Le preneur recueille ainsi des droits personnels au contrat et les exerce seul s’il est l’unique titulaire du contrat. Au contraire, il exercera ces droits conjointement dans le cas d’une indivision avec l’autre ou les autres preneurs qui ont souscrit le contrat d’assurance-vie avec lui. Les droits du preneur n’étant pas viagers, il est nécessaire de déterminer le sort de ces droits en cas du prédécès d’un preneur qui ne mettrait pas fin au contrat. Une clause d’accroissement des droits entre les preneurs peut ainsi apporter la solution souhaitée, ainsi qu’une cession de droits vers un cessionnaire déterminé.

Avait été soulevée, dans le cadre d’une contribution précédente, la problématique de prime(s) payée(s) au moyen de fonds communs et qualifiant dès lors, par le mécanisme de l’assurance-vie, en tant que créance indivise pour des souscripteurs conjoints ou de créance propre dans le cas d’une souscription individuelle.[2] Comment reconnaître dès lors le caractère propre des droits du preneur au contrat et ainsi de l’investissement sous-jacent ? Le débat longtemps ouvert à ce sujet a été clos par l’introduction, via la réforme du droit matrimonial belge, de la notion de « titre et finance ». Un impact fiscal est à noter : en effet, lors du prédécès d’un des conjoints co-souscripteurs, quid de la taxation aux droits de succession de la valeur de rachat du contrat d’assurance-vie ainsi transférée au conjoint survivant ?

Dans ce cas, nous sommes en présence, par le biais du mécanisme de la clause d’accroissement et de la nouvelle notion de « titre et finance », d’un bien propre transféré du conjoint prédécédé vers le conjoint survivant (i.e. la valeur de rachat du contrat liée aux droits personnels du conjoint prédécédé transférés au conjoint survivant). Toujours en application des principes énoncés dans la loi du 22 juillet 2018, le conjoint survivant est alors redevable d’une récompense envers la communauté, récompense représentant la valeur des droits sur le contrat ayant été sujet des effets de la clause d’accroissement[3].

En effet, s’agissant d’une assurance-vie souscrite par les deux époux et qui ne prend pas fin au décès du premier époux, dont la valeur de rachat est transmise à l’époux survivant, la nouvelle loi dispose que la valeur de rachat – bénéficiant à l’époux survivant – sera un « bien propre » de cet époux. Dans la mesure où les primes ont été payées au moyen du patrimoine commun, la loi précise que cet époux sera redevable d’une « récompense » au patrimoine commun. Au décès du premier conjoint, une récompense serait due pour la moitié de la valeur de rachat du contrat envers la communauté. En toute logique, cette récompense devrait être imposée aux droits de succession. Cependant, une exemption fiscale aux droits de succession des récompenses peut être invoquée dès lors que le couple concerné a un (des) enfant(s) commun(s) en vie au moment de l’ouverture de la succession.[4]

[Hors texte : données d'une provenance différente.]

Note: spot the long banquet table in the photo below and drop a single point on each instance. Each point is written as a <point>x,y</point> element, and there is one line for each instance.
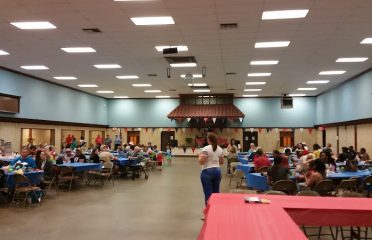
<point>227,216</point>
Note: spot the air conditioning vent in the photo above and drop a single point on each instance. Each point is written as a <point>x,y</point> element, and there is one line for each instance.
<point>228,26</point>
<point>91,30</point>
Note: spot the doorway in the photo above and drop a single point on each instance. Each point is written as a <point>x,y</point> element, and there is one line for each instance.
<point>248,138</point>
<point>167,137</point>
<point>133,136</point>
<point>38,137</point>
<point>286,139</point>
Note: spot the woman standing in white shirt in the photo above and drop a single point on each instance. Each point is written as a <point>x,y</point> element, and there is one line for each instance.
<point>211,158</point>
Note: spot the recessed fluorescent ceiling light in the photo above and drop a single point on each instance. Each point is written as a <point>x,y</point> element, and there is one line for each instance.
<point>259,74</point>
<point>162,96</point>
<point>33,25</point>
<point>152,91</point>
<point>318,82</point>
<point>197,84</point>
<point>250,95</point>
<point>127,77</point>
<point>356,59</point>
<point>194,75</point>
<point>183,64</point>
<point>107,66</point>
<point>179,48</point>
<point>266,62</point>
<point>2,52</point>
<point>88,85</point>
<point>141,85</point>
<point>35,67</point>
<point>252,90</point>
<point>121,97</point>
<point>152,20</point>
<point>65,78</point>
<point>306,89</point>
<point>366,41</point>
<point>255,83</point>
<point>333,72</point>
<point>201,90</point>
<point>271,44</point>
<point>105,91</point>
<point>284,14</point>
<point>297,95</point>
<point>78,49</point>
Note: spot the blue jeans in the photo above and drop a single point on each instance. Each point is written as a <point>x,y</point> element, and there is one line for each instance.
<point>210,178</point>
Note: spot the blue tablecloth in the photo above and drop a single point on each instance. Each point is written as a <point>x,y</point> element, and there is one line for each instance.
<point>246,168</point>
<point>80,167</point>
<point>34,177</point>
<point>342,175</point>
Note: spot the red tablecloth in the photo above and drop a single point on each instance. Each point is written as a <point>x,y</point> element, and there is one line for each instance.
<point>229,217</point>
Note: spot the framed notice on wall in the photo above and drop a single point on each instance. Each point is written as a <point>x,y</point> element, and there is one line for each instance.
<point>9,103</point>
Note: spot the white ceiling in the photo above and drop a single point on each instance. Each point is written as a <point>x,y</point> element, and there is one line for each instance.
<point>332,29</point>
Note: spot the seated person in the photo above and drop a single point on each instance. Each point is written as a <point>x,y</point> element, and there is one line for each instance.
<point>313,176</point>
<point>261,160</point>
<point>94,156</point>
<point>105,154</point>
<point>277,171</point>
<point>284,159</point>
<point>327,158</point>
<point>363,155</point>
<point>66,158</point>
<point>24,158</point>
<point>79,156</point>
<point>344,155</point>
<point>351,165</point>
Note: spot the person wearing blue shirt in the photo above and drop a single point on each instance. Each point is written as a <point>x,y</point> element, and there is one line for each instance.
<point>24,158</point>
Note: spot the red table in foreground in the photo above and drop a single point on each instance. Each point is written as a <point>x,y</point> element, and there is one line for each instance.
<point>229,217</point>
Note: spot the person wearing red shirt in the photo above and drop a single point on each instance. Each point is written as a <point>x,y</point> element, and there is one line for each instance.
<point>261,160</point>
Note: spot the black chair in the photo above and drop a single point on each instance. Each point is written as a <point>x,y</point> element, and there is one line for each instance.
<point>287,186</point>
<point>325,188</point>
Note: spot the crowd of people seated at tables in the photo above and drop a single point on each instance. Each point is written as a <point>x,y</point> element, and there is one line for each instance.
<point>309,167</point>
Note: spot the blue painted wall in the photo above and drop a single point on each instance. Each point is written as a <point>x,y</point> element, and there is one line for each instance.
<point>46,101</point>
<point>267,112</point>
<point>260,112</point>
<point>350,101</point>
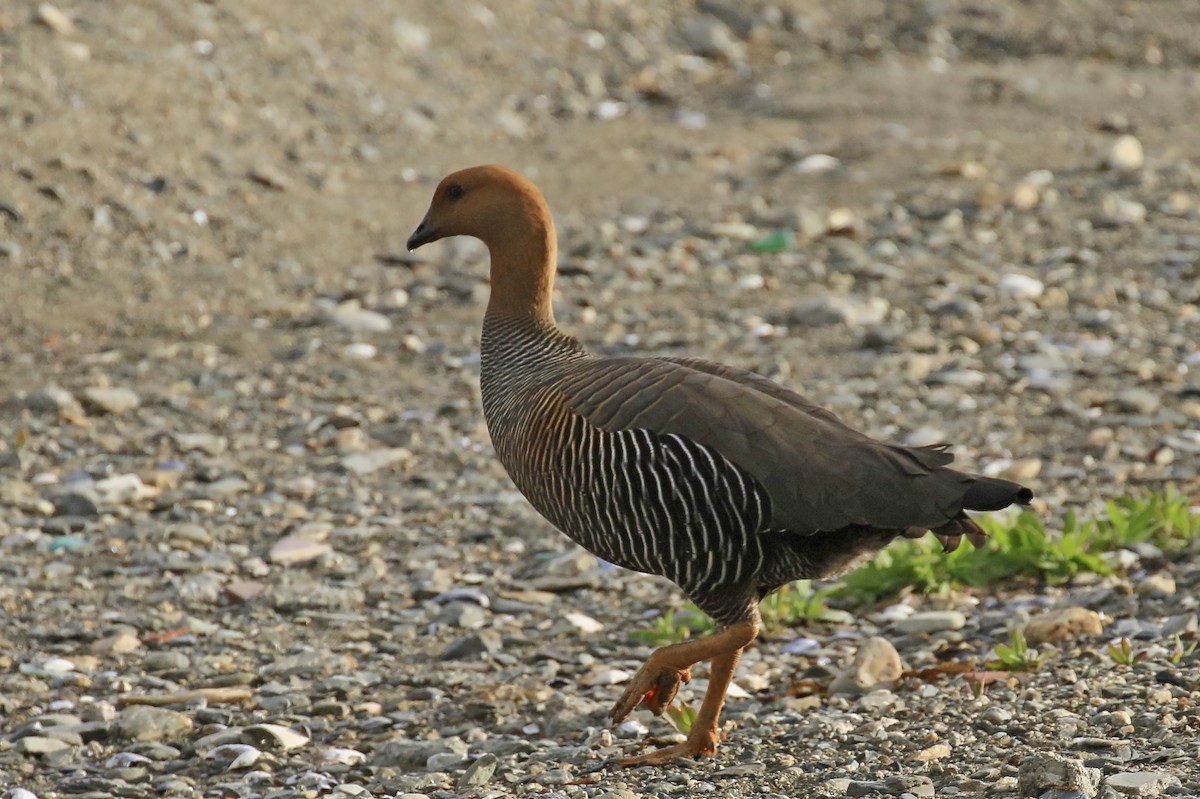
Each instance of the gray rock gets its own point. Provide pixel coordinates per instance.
(147, 724)
(931, 622)
(166, 661)
(75, 505)
(479, 773)
(1141, 784)
(111, 400)
(1126, 154)
(414, 755)
(1045, 773)
(712, 38)
(375, 460)
(473, 646)
(351, 316)
(1137, 401)
(894, 786)
(876, 665)
(41, 745)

2. VLABEL : une (surprenante) prise de position

Alors que la position fiscale de la Région wallonne et la Région de Bruxelles-Capitale soutient cette exemption des droits de succession sur base de l’article 16 du Code des droits de succession, la position flamande était jusqu’à il y a peu encore incertaine, et tendait vers une taxation en vertu de l’article 2.7.1.0.6 VCF lors du rachat partiel ou total effectué par l’époux survivant.[5]

Plusieurs récentes décisions anticipées de VLABEL viennent apporter quelques réponses à ce sujet. Dans une première décision datant du 8 octobre 2018[6], VLABEL confirme qu’il ne sera pas tenu compte de la récompense pour l’application des droits de succession dès lors que nous sommes en présence d’enfants communs.[7] Cependant, un problème de taille reste à résoudre : il est notamment fait état de la situation selon laquelle les conditions d’exonération de la récompense ne seraient pas remplies, donnant lieu à une double imposition (imposition de la récompense au moment du premier décès et lors du rachat éventuel partiel ou total effectué par l’époux survivant, ou encore au moment du second décès).

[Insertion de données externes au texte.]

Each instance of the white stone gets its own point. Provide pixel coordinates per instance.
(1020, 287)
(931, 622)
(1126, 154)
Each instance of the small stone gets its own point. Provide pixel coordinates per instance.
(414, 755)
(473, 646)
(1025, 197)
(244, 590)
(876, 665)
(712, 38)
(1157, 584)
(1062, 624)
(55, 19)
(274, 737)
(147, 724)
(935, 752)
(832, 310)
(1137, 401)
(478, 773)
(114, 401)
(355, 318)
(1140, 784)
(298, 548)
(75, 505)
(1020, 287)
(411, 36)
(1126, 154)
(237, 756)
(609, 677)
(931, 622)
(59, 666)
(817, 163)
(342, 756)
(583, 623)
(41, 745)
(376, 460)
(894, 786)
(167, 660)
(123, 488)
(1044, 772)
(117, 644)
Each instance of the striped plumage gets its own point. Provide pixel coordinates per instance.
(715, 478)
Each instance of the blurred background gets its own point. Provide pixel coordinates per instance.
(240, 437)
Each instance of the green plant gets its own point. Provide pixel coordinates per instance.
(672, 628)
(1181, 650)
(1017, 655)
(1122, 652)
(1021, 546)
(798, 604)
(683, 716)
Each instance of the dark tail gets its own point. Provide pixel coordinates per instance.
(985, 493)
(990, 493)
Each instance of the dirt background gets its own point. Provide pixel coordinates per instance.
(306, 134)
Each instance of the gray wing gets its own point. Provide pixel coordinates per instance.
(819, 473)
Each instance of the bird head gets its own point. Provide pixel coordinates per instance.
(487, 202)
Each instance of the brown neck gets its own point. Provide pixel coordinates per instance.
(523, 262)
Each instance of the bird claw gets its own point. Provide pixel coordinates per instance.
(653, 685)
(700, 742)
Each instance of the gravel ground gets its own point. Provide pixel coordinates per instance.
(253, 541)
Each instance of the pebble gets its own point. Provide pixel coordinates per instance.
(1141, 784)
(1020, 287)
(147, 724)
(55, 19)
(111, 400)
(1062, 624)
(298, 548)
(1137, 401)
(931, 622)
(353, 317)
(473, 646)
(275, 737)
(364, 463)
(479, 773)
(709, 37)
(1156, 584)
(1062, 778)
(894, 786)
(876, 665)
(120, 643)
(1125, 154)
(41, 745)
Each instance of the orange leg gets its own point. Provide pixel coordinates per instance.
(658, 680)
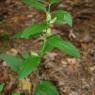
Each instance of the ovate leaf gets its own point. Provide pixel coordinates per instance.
(35, 4)
(46, 88)
(64, 46)
(29, 65)
(63, 17)
(32, 30)
(13, 61)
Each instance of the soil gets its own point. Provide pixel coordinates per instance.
(71, 76)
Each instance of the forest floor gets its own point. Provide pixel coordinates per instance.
(72, 76)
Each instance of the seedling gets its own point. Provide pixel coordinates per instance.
(49, 41)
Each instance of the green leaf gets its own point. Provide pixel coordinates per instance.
(32, 30)
(29, 65)
(54, 1)
(46, 88)
(64, 46)
(63, 17)
(13, 61)
(35, 4)
(46, 47)
(1, 87)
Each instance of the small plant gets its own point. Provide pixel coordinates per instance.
(28, 62)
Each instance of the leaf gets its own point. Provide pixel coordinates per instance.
(29, 65)
(1, 87)
(13, 61)
(64, 46)
(32, 30)
(46, 88)
(63, 17)
(54, 1)
(35, 4)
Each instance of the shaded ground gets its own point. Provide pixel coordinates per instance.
(71, 76)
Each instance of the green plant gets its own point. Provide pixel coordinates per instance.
(28, 62)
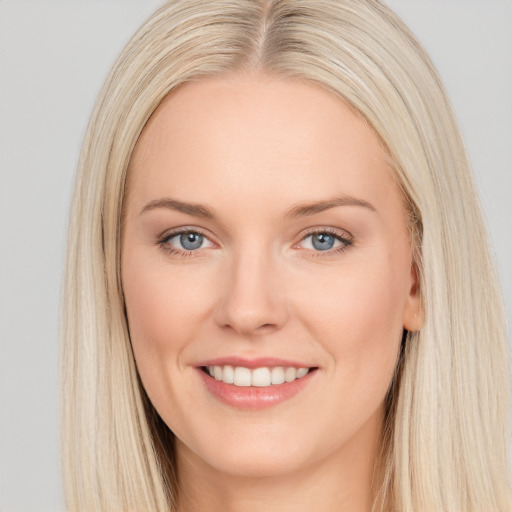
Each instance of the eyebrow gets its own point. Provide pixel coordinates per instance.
(304, 210)
(197, 210)
(298, 211)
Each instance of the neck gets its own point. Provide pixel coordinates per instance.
(342, 482)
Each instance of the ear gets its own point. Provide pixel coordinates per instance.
(414, 316)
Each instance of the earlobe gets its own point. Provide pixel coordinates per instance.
(414, 315)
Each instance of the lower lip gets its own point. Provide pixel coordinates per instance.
(252, 397)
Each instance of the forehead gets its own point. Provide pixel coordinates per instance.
(250, 135)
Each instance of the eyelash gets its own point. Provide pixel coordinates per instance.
(346, 242)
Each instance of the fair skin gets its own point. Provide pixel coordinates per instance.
(258, 275)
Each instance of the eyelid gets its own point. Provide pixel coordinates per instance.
(344, 237)
(162, 240)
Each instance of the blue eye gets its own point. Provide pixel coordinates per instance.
(185, 241)
(324, 241)
(191, 241)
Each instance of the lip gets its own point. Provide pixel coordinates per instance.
(259, 362)
(253, 398)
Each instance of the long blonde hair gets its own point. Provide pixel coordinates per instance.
(446, 431)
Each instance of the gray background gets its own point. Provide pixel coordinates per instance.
(54, 56)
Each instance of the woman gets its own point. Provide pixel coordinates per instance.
(278, 288)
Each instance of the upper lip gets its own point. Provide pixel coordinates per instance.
(258, 362)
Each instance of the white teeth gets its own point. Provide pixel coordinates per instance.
(290, 374)
(261, 377)
(258, 377)
(277, 375)
(228, 375)
(242, 376)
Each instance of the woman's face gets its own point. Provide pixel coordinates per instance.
(263, 234)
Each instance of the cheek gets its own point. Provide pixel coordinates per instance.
(356, 314)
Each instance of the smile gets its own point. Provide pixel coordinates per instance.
(256, 377)
(254, 384)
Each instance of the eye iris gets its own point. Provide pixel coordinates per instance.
(191, 241)
(323, 241)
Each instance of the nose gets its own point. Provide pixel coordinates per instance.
(253, 297)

Conscient de cette problématique, VLABEL s’est à nouveau prononcé, en date du 15 octobre 2018[8], instaurant une fiction légale rétroactive inattendue. En effet, VLABEL considère qu’il conviendra, lors du premier décès, de considérer l’entièreté des primes comme ayant été versées au moyen de fonds provenant du patrimoine propre du conjoint survivant et non à partir du patrimoine commun aux deux époux. Ainsi, toute imposition au moment d’un éventuel rachat total ou partiel ultérieur au premier décès ne donnera pas lieu à l’application de l’article 2.7.1.0.6 VCF et la double imposition aux droits de succession est ainsi évitée.

Cette décision soulève alors la question suivante : si, au moment du prédécès du premier conjoint, les primes sont rétroactivement considérées comme ayant été financées au moyen du patrimoine propre du conjoint survivant, comment justifier la redevance d’une récompense au patrimoine commun à hauteur de la moitié de la valeur de rachat du contrat d’assurance-vie concerné ? Exit la problématique initiale de la prise en compte de la récompense (ou non) due envers la communauté ?

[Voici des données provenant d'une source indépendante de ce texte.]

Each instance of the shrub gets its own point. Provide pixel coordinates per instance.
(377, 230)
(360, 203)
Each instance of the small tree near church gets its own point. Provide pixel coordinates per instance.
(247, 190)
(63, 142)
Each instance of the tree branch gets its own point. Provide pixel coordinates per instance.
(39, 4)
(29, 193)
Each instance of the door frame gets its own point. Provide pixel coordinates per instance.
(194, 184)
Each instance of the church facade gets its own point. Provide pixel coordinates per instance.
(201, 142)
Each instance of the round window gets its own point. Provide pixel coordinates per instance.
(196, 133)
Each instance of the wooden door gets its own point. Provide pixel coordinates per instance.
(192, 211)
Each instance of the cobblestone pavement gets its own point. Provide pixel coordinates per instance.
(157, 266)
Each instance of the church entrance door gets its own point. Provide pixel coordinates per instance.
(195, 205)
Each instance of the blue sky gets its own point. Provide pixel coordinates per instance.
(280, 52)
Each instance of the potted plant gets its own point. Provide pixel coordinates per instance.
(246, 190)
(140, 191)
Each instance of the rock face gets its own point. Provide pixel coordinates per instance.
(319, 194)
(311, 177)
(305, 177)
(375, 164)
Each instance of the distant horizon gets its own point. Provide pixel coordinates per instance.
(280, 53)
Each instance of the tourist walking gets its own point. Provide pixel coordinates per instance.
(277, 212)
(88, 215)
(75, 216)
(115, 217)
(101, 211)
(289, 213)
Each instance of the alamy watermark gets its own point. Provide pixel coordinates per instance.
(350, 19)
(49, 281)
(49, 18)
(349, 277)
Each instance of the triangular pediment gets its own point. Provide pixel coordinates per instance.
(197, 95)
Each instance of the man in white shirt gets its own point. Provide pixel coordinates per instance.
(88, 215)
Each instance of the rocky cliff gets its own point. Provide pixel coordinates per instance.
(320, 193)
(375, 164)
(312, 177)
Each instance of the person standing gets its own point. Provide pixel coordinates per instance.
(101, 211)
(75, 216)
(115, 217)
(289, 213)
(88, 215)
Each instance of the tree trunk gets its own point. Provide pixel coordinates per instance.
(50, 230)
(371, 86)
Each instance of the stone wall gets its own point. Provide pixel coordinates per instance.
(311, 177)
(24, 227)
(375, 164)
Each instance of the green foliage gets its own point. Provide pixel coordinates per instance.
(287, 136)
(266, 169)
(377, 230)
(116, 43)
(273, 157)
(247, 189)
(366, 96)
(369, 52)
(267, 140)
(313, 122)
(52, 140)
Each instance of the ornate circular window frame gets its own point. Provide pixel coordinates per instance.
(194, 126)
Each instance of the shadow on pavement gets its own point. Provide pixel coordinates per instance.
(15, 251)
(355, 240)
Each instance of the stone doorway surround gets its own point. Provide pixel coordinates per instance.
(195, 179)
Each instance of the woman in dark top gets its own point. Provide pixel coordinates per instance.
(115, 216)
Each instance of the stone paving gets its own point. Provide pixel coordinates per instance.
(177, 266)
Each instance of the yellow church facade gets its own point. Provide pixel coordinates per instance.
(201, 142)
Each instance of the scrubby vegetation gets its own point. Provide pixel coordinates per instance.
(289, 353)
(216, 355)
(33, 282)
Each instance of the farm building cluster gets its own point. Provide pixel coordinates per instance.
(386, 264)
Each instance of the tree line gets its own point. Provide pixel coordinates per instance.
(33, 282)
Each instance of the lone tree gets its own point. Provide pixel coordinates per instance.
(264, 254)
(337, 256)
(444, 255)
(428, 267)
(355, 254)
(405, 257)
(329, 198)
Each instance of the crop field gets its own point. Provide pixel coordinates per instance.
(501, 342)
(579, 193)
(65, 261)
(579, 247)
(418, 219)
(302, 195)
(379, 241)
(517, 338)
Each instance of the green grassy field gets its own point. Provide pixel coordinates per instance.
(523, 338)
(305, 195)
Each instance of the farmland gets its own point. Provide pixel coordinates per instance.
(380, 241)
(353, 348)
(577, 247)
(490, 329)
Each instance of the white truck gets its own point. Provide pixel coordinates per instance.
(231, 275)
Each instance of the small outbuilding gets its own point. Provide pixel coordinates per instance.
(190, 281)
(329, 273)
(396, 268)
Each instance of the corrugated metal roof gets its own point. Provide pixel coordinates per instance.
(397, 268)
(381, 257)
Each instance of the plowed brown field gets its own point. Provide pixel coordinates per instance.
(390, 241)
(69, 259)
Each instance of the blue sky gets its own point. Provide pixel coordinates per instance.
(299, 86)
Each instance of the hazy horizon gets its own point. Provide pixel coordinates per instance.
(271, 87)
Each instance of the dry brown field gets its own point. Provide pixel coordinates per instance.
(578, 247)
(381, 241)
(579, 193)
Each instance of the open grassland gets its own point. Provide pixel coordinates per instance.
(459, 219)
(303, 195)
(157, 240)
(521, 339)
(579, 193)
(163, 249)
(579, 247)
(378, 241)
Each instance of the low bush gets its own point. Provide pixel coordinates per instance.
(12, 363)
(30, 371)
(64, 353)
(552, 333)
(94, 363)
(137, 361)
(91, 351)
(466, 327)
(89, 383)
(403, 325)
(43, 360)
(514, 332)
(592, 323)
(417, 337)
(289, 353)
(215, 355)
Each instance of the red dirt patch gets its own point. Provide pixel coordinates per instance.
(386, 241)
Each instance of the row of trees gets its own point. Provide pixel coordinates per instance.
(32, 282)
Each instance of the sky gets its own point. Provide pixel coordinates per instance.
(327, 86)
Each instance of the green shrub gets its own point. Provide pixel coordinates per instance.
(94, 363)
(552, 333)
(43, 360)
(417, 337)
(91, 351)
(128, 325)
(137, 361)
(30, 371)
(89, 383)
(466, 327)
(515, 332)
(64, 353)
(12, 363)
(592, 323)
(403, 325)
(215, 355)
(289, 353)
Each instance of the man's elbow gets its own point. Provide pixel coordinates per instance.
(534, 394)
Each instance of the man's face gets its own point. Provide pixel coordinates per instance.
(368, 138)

Non-avare de décisions inattendues, VLABEL ne manquera pas de nous apporter une réponse à ce sujet.

En définitive : affaire à suivre avec attention…

 

Nos experts sont à votre disposition pour toute question y relative.

 

Auteur:

 Nicolas MILOS – Senior Wealth Planner

 

[1] Loi du 4 avril 2014 relative aux assurance, M.B. 30/04/2014.

[2] Renvoi à la contribution intitulée : « La réforme belge du droit matrimonial et successoral : impacts sur le contrat d’assurance-vie ».

[3] Article 13 de la loi du 22 juillet 2018 modifiant le Code civil et diverses autres dispositions en matière de droit des régimes matrimoniaux et modifiant la loi du 31 juillet 2017 modifiant le Code civil en ce qui concerne les successions et les libéralités et modifiant diverses autres dispositions en cette matière, M.B. 27.07.2018.

[4] En application de l’article 16 du Code des droits de succession et de l’article 2.7.3.2.7., V.C.F.

[5] Suite à la modification décrétale du 23 décembre 2016, applicable pour les décès survenus après le 31 décembre 2016. Il n’est donc plus question, conformément à la position n° 15020 du 2 février 2015, de procéder à une imposition de la moitié de la valeur de rachat du contrat d’assurance-vie au décès du premier conjoint

[6] VLABEL, standpunt nr. 18067 dd. 09.10.2018, http://belastingen.vlaanderen.be.

[7] En application de l’article 2.7.3.2.7., V.C.F, penchant de l’article 16 du Code des droits de Succession.